Open clairevalva opened 2 years ago

clairevalva commented 2 years ago

truncated_svd appears to be unable to handle complex matrices (both with the method of truncation by explicit rank or tolerance). The following code which uses truncated_svd() via DMDSVD() fails.

using DataDrivenDiffEq
freq1 = 2
freq2 = 3
freq3 = 11

dt = 0.1
t = 0:dt:30

x = exp.(1im*freq1*t);
y = exp.(1im*freq2*t);
z = exp.(1im*freq3*t);

X = hcat(x,y,z)';

problem = DiscreteDataDrivenProblem(X, t);
res = solve(problem, DMDSVD());

with errors:

 [1] min(x::Float64, y::ComplexF64)
   @ Base ./operators.jl:433
 [2] truncated_svd(A::Matrix{ComplexF64}, truncation::Float64)
   @ DataDrivenDiffEq ~/.julia/packages/DataDrivenDiffEq/s9jl3/src/koopman/algorithms.jl:3
AlCap23 commented 2 years ago

Currently, we assume(d) the input is Real.

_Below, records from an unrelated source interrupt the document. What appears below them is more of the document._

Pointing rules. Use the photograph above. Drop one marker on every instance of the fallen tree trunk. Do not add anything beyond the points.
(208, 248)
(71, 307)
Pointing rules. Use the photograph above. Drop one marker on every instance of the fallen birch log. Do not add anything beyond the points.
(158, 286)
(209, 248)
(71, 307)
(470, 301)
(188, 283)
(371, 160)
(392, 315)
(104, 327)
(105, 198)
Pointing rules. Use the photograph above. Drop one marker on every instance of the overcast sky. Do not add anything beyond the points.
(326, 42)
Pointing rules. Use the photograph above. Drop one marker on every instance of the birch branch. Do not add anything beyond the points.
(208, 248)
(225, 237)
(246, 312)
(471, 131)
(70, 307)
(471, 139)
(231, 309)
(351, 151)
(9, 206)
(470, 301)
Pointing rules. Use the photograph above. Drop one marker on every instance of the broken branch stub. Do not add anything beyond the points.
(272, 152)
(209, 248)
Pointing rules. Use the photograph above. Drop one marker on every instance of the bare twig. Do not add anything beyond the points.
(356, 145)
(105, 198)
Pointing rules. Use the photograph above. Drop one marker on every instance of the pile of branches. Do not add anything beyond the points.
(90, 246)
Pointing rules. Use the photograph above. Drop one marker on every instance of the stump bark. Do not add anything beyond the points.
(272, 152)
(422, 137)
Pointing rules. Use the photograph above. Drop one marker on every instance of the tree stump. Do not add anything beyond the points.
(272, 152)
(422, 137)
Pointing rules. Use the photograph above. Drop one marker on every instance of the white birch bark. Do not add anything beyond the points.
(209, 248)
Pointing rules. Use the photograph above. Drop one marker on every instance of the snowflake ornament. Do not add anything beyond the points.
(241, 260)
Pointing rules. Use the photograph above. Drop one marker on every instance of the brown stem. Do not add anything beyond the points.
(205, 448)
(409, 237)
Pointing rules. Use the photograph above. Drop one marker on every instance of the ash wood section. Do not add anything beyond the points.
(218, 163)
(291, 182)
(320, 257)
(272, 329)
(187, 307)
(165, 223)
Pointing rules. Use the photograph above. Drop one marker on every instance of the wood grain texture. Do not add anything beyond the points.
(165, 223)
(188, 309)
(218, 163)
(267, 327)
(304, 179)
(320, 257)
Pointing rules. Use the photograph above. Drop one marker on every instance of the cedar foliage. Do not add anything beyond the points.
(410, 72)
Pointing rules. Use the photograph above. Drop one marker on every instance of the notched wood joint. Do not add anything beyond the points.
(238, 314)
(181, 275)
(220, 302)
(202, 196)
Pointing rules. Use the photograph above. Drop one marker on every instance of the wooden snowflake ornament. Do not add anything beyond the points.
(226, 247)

A quick fix would be to compare the magnitude and truncation:

function truncated_svd(A::AbstractMatrix{T}, truncation::Real) where T <: Number
    truncation = min(norm(convert(T, truncation)), norm(one(T)))
    U, S, V = svd(A)
    r = vec(S .> truncation*maximum(S))
    U = U[:, r]
    S = S[r]
    V = V[:, r]
    return U, S, V
end
ChrisRackauckas commented 2 years ago

We should probably throw an error message much sooner then that makes it clear that complex isn't supported here.

clairevalva commented 2 years ago

An error sooner would be nice :) (But at least for the case of DMDSVD, there is no particular reason intrinsic to the algorithm itself that requires real input.)